Three Steps of the Powerful Interaction Framework
Families can use Powerful Interactions to better understand what their child already knows and what they may want to learn more about. A meaningful learning opportunity occurs when the family member is present in the child’s learning experience, connects by asking the child questions about their observations, and extends the child’s learning by adding new information about the subject or focus. The three steps include 1) Be Present, 2) Connect and 3) Extend Learning.
If the child is making art with paint:
By being present, the caregiver or teacher gives the child their full attention and talks about what’s going on.
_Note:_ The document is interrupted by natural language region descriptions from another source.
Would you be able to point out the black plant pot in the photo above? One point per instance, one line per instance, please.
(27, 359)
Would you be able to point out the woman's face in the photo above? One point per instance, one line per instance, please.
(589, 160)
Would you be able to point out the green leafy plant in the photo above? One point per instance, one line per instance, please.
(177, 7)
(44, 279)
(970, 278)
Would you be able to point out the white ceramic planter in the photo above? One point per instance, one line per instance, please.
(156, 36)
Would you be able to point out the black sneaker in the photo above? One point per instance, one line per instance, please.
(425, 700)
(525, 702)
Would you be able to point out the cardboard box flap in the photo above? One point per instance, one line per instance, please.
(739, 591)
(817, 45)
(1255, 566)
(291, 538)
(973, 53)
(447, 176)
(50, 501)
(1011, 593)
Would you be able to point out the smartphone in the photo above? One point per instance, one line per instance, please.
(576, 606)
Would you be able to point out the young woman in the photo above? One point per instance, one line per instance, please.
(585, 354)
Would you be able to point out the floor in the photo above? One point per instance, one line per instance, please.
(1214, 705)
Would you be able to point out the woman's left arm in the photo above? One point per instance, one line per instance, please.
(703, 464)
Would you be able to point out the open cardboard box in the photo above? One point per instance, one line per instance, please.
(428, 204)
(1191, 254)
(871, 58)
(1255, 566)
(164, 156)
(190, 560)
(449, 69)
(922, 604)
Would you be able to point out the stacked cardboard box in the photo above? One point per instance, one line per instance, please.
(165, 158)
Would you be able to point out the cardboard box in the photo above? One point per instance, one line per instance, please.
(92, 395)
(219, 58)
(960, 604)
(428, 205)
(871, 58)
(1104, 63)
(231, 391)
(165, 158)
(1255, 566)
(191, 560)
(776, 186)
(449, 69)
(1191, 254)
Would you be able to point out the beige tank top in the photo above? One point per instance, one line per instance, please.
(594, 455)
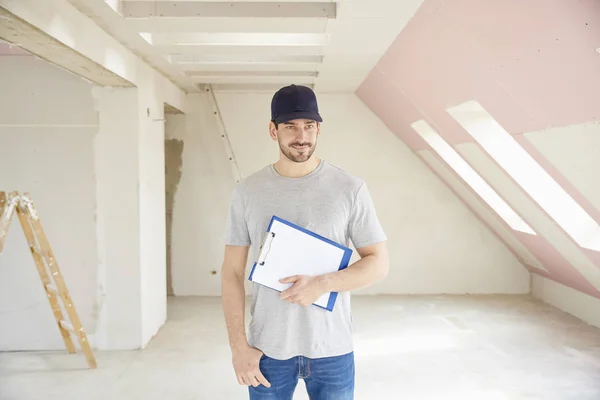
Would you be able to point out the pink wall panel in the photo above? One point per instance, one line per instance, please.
(558, 177)
(377, 93)
(531, 63)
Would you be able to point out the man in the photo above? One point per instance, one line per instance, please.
(289, 338)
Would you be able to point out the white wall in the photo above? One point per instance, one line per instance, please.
(437, 245)
(47, 129)
(93, 160)
(567, 299)
(152, 228)
(200, 205)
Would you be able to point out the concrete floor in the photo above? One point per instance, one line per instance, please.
(424, 347)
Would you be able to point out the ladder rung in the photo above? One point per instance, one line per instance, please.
(67, 326)
(52, 288)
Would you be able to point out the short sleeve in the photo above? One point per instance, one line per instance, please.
(365, 228)
(236, 228)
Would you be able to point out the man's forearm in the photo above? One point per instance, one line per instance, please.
(233, 295)
(364, 272)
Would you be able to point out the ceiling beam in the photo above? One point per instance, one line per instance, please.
(250, 66)
(240, 9)
(244, 87)
(236, 39)
(216, 59)
(252, 73)
(228, 25)
(284, 80)
(245, 51)
(19, 32)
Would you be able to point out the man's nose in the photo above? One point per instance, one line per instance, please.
(302, 136)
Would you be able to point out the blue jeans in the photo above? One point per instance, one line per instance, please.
(329, 378)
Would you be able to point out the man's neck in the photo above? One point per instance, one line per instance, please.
(290, 169)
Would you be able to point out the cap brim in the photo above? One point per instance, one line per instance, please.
(298, 115)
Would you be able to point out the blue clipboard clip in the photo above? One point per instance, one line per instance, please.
(270, 236)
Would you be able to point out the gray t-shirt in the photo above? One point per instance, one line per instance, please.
(329, 202)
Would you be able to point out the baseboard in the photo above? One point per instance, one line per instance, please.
(581, 305)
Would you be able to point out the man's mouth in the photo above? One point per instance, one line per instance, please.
(301, 146)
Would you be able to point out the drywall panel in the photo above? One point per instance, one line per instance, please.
(483, 211)
(535, 216)
(575, 152)
(200, 200)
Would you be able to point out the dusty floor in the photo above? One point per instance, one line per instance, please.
(433, 347)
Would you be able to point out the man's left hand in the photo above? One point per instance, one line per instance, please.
(305, 290)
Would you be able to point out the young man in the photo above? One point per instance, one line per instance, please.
(289, 338)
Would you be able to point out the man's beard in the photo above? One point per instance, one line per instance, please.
(305, 154)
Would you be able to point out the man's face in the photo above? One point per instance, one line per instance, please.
(297, 138)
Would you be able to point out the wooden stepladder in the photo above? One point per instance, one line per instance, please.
(45, 261)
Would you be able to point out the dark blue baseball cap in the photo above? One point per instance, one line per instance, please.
(294, 102)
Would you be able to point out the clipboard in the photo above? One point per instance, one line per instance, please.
(289, 249)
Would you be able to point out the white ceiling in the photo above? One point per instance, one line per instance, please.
(329, 45)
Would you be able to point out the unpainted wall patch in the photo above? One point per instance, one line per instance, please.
(173, 172)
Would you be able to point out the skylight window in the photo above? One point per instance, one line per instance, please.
(507, 152)
(471, 177)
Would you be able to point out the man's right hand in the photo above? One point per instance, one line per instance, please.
(246, 362)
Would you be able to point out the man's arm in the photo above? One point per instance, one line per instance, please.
(372, 267)
(246, 359)
(233, 294)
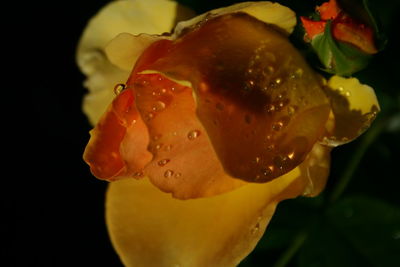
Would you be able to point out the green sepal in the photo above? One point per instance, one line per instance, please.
(338, 57)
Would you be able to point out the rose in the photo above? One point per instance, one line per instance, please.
(172, 99)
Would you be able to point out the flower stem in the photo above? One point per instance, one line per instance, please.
(367, 140)
(297, 242)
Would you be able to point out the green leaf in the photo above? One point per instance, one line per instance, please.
(371, 226)
(356, 231)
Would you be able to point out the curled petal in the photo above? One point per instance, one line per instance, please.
(354, 108)
(149, 228)
(265, 11)
(115, 18)
(184, 161)
(261, 105)
(104, 153)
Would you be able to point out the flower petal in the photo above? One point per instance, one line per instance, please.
(149, 228)
(265, 11)
(315, 168)
(260, 103)
(104, 153)
(184, 161)
(135, 17)
(354, 108)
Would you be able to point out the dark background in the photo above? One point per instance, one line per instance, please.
(54, 208)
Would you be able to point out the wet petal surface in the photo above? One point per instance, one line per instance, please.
(150, 228)
(354, 108)
(256, 97)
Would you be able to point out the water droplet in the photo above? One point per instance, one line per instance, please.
(138, 174)
(156, 137)
(158, 106)
(157, 147)
(219, 106)
(163, 162)
(193, 134)
(291, 110)
(270, 147)
(267, 171)
(270, 108)
(149, 116)
(118, 88)
(168, 173)
(277, 126)
(396, 235)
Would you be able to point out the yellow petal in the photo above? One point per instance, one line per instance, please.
(125, 49)
(265, 11)
(315, 168)
(354, 107)
(135, 17)
(150, 228)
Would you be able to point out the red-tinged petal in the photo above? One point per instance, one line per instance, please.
(313, 28)
(328, 10)
(103, 152)
(184, 161)
(260, 103)
(346, 29)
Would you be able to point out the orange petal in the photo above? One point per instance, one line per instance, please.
(150, 228)
(256, 96)
(103, 152)
(184, 161)
(313, 28)
(328, 10)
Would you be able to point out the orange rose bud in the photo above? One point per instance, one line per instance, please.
(346, 29)
(328, 10)
(312, 28)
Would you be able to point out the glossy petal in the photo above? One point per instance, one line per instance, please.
(135, 17)
(184, 162)
(265, 11)
(256, 97)
(149, 228)
(354, 108)
(104, 153)
(315, 169)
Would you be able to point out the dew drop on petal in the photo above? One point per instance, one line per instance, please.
(158, 106)
(118, 88)
(193, 134)
(168, 173)
(163, 162)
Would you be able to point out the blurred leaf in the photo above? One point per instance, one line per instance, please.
(355, 231)
(371, 226)
(324, 247)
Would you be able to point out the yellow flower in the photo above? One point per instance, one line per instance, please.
(223, 113)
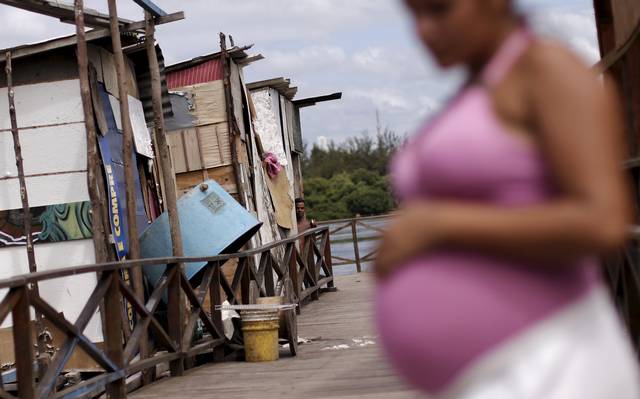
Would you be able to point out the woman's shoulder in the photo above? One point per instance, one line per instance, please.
(551, 66)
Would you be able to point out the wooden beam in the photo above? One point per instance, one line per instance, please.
(95, 34)
(150, 7)
(64, 12)
(176, 308)
(93, 168)
(22, 346)
(234, 134)
(26, 211)
(129, 159)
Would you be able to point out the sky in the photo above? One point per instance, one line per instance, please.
(365, 49)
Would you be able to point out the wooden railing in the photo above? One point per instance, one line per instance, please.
(259, 272)
(365, 224)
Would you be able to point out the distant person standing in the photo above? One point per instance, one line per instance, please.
(301, 216)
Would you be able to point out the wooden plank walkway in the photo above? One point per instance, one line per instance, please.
(338, 318)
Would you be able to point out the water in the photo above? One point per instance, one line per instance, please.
(342, 245)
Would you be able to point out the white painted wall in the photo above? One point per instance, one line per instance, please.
(60, 150)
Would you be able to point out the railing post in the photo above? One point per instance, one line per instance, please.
(293, 275)
(23, 348)
(215, 298)
(113, 331)
(356, 250)
(327, 257)
(175, 318)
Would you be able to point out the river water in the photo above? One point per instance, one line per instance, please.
(342, 245)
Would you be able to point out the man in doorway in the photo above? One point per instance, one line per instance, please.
(301, 216)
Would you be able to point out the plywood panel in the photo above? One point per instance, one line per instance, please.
(177, 151)
(45, 190)
(109, 72)
(44, 104)
(224, 176)
(626, 14)
(237, 91)
(191, 149)
(46, 150)
(210, 106)
(132, 87)
(216, 148)
(94, 58)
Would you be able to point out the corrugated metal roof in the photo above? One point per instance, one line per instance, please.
(138, 54)
(207, 71)
(282, 85)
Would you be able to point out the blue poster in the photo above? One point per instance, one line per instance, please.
(111, 151)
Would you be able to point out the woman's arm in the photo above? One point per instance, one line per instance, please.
(579, 129)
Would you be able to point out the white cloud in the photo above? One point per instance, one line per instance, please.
(364, 48)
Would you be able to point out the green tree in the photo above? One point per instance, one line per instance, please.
(342, 181)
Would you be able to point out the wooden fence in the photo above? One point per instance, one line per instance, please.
(365, 224)
(259, 272)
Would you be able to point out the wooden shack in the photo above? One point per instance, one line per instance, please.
(223, 128)
(618, 23)
(52, 132)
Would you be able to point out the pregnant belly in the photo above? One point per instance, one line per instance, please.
(439, 313)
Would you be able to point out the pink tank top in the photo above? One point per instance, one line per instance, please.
(444, 310)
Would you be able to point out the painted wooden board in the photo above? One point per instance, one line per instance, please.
(176, 148)
(51, 223)
(288, 168)
(93, 53)
(109, 72)
(191, 149)
(237, 92)
(46, 150)
(209, 101)
(279, 188)
(223, 175)
(44, 104)
(45, 190)
(141, 134)
(216, 147)
(267, 123)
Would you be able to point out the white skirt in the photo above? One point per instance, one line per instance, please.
(581, 352)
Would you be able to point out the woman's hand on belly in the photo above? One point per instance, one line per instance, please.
(410, 234)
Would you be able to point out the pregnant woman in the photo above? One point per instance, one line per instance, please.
(489, 285)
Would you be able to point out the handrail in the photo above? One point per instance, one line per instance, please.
(299, 274)
(353, 224)
(27, 278)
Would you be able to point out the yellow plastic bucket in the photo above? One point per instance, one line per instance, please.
(260, 331)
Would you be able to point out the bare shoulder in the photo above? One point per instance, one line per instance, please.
(553, 71)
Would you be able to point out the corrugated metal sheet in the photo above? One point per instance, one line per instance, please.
(138, 54)
(208, 71)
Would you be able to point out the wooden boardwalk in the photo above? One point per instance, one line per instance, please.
(320, 370)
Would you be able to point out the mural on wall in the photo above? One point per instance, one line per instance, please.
(51, 223)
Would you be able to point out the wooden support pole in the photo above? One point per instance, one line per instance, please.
(113, 337)
(356, 250)
(175, 318)
(234, 134)
(163, 157)
(23, 348)
(176, 309)
(26, 211)
(128, 158)
(93, 169)
(327, 257)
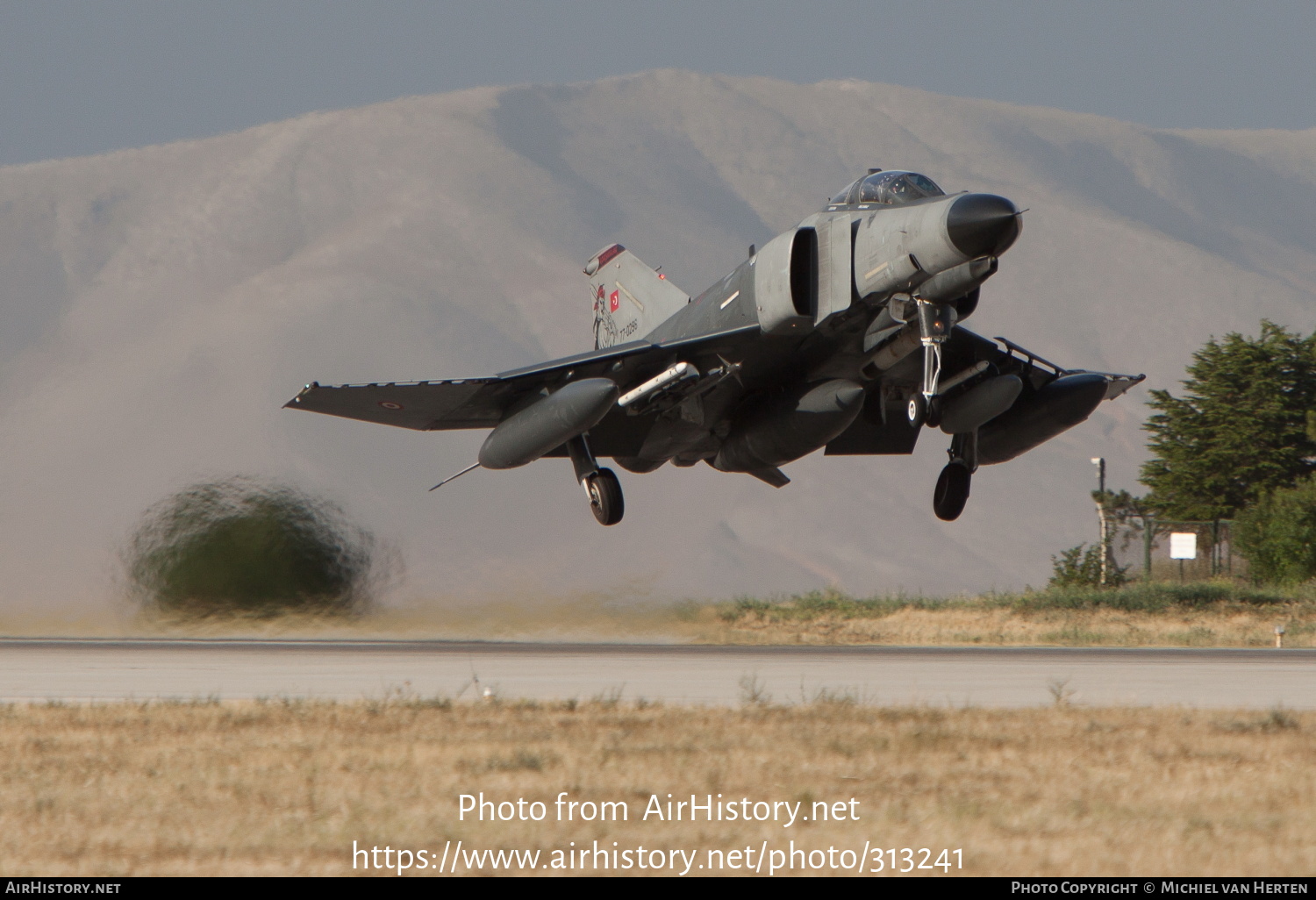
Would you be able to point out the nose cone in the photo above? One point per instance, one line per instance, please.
(982, 224)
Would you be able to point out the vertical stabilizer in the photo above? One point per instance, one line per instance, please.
(629, 299)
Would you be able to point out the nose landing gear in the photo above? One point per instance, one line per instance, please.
(600, 484)
(952, 492)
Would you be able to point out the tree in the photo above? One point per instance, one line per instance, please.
(1278, 534)
(1241, 428)
(1081, 566)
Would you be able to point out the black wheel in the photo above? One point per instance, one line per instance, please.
(916, 411)
(952, 492)
(605, 496)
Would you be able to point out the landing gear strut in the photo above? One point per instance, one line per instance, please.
(953, 484)
(600, 484)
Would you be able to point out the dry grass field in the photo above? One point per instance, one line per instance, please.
(1226, 625)
(284, 787)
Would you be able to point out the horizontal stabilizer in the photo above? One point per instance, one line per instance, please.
(774, 476)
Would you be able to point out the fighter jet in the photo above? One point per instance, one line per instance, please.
(840, 334)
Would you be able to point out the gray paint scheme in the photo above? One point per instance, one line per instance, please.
(824, 313)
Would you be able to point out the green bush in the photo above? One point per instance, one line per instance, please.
(1082, 568)
(1277, 534)
(242, 546)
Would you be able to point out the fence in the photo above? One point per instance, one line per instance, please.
(1144, 552)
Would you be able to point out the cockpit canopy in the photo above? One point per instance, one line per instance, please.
(890, 189)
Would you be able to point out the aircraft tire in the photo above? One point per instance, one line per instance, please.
(916, 411)
(952, 492)
(605, 500)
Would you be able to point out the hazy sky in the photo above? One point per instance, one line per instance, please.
(94, 75)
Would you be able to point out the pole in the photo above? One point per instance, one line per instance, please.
(1148, 529)
(1100, 512)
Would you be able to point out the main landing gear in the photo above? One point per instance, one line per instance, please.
(600, 484)
(952, 492)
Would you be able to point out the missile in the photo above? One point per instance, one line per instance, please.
(955, 283)
(790, 426)
(981, 404)
(1040, 416)
(549, 423)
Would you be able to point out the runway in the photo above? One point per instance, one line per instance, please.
(61, 668)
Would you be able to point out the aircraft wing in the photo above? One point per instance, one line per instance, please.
(882, 432)
(484, 402)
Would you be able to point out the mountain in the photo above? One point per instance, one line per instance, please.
(161, 304)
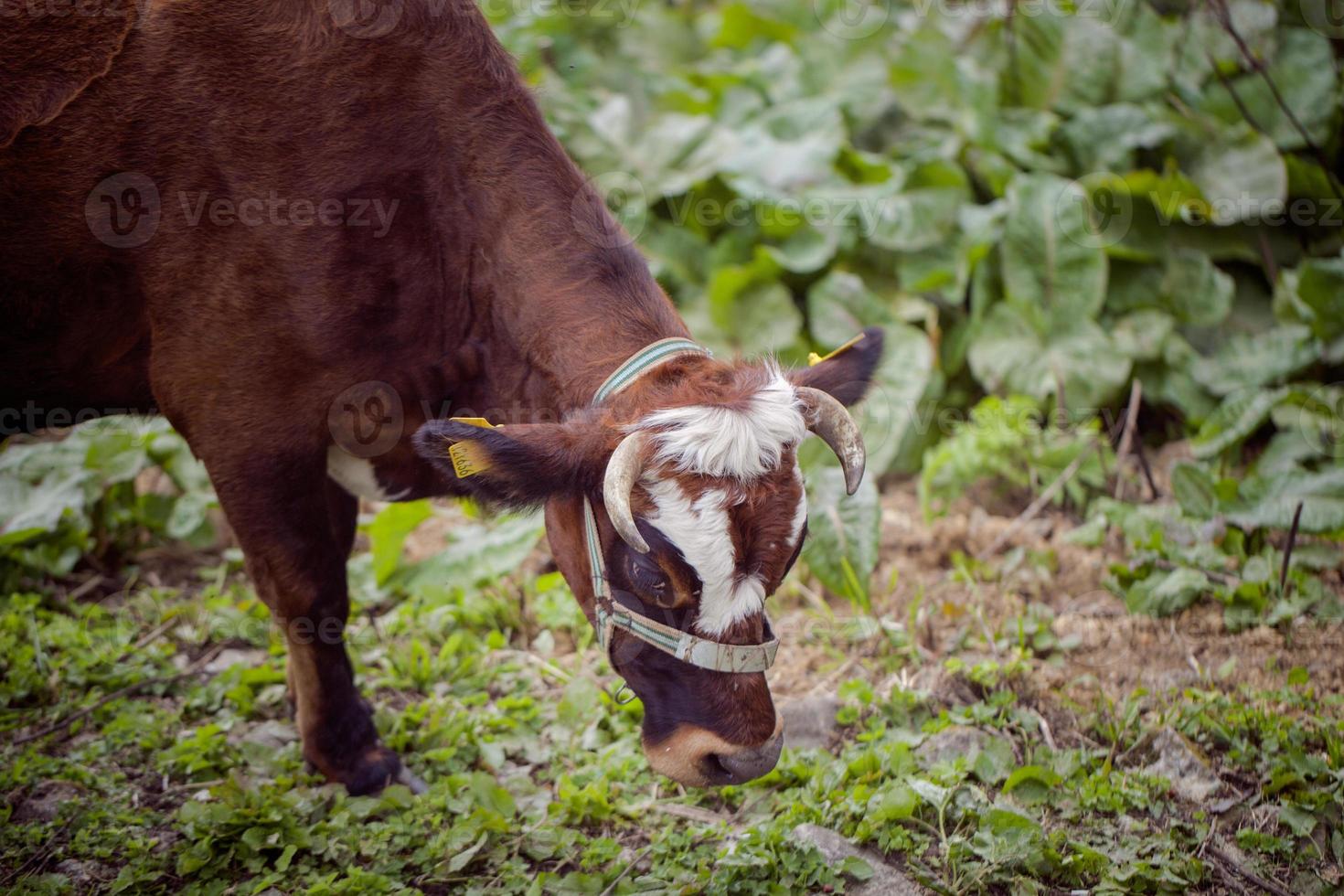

Instead of thinking about tasks you have to do, what your spouse did or said, or worrying about something, be in the moment with the child. Sit with the child and really look at what’s being painted on the page. Being present heightens observational skills, leading you to notice more carefully observe the child’s interests, style of play and curiosities.
To connect, simply ask about the painting and what color the child likes best. Ask the child why they painted the animal they chose or which of the colors is their favorite. This action causes the child to think about their actions and understand better why they are doing what they’re doing.
Explaining that there are primary and secondary colors, along with an explanation of each extends the child’s learning. Adding new information to something the child already enjoys will heighten their interest and increase their attention.
The new information should be developmentally appropriate, interesting to the child, and understandable and useful across different situations. Using the language spoken at home helps a child to feel comfortable and is the best way to create a meaningful learning experience.
The Impact of Powerful Interactions
Powerful Interactions can be used in many ways and don’t need to be forced or overly educational. Every day activities like doing chores – sorting lights from the darks while loading laundry – and baking cookies – measuring the ingredients – can support math learning. Literacy development can be improved while riding in the car – pointing out signs – and shopping at the grocery store – reading labels out loud to the child. The experience should always be fun and relaxed.
Parents who employed the Powerful Interactions model reported feeling that their interactions with their children were valued, respected, and appreciated. They were eager for more opportunities to positively engage with their children. Families also expressed that they could understand more clearly how interactions, such as having conversations, contribute to future academic success.
In Powerful Interactions workshops, families thought of ways children could listen for and identify sounds during a walk to the playground (phonological awareness) and make letters with crayons (alphabetic principle). They also came up with different questions adults could ask about a child’s day (comprehension/vocabulary). Asking questions is a powerful engagement tool that can cause a child to think more deeply about why they like drawing with a purple crayon, the purpose of road signs, and the source of different sounds they hear at the park.
How to Start Using Powerful Interactions
The more Powerful Interactions that take place with an adult in a child’s life, the more the child’s brain and cognitive development will be engaged. Early learning is supported by turning the normal daily routine into an educational experience, which helps a child remember and comprehend the lesson in a deeper way. It’s important to follow the child’s lead and be flexible if the activity planned by the adult doesn’t go as planned. Families might hope to do a specific activity with their child, such as read a book together, but it’s okay if the activity takes a different turn and leads to talking about the first page together. If the child needs to stop and come back to the activity later, that’s ok. And if the child does not engage with or respond to his family during an activity, give the child that space. Families can always try again later or do something differently to see if the child then finds the activity more engaging.
For teachers, building the lesson plan around a character or activity that interests the child can be useful. If the child loves superheroes, the teacher can find superhero books to read with the child, ask about the superhero’s special powers, invite the child to draw their favorite superhero, and make up a new superhero story together. Each of these activities engages the child through what is already familiar and comfortable.
Powerful Interactions are all about utilizing every day activities to further a child’s learning in a meaningful and positive way. By taking this approach, parents and teachers can strengthen their relationship with the child.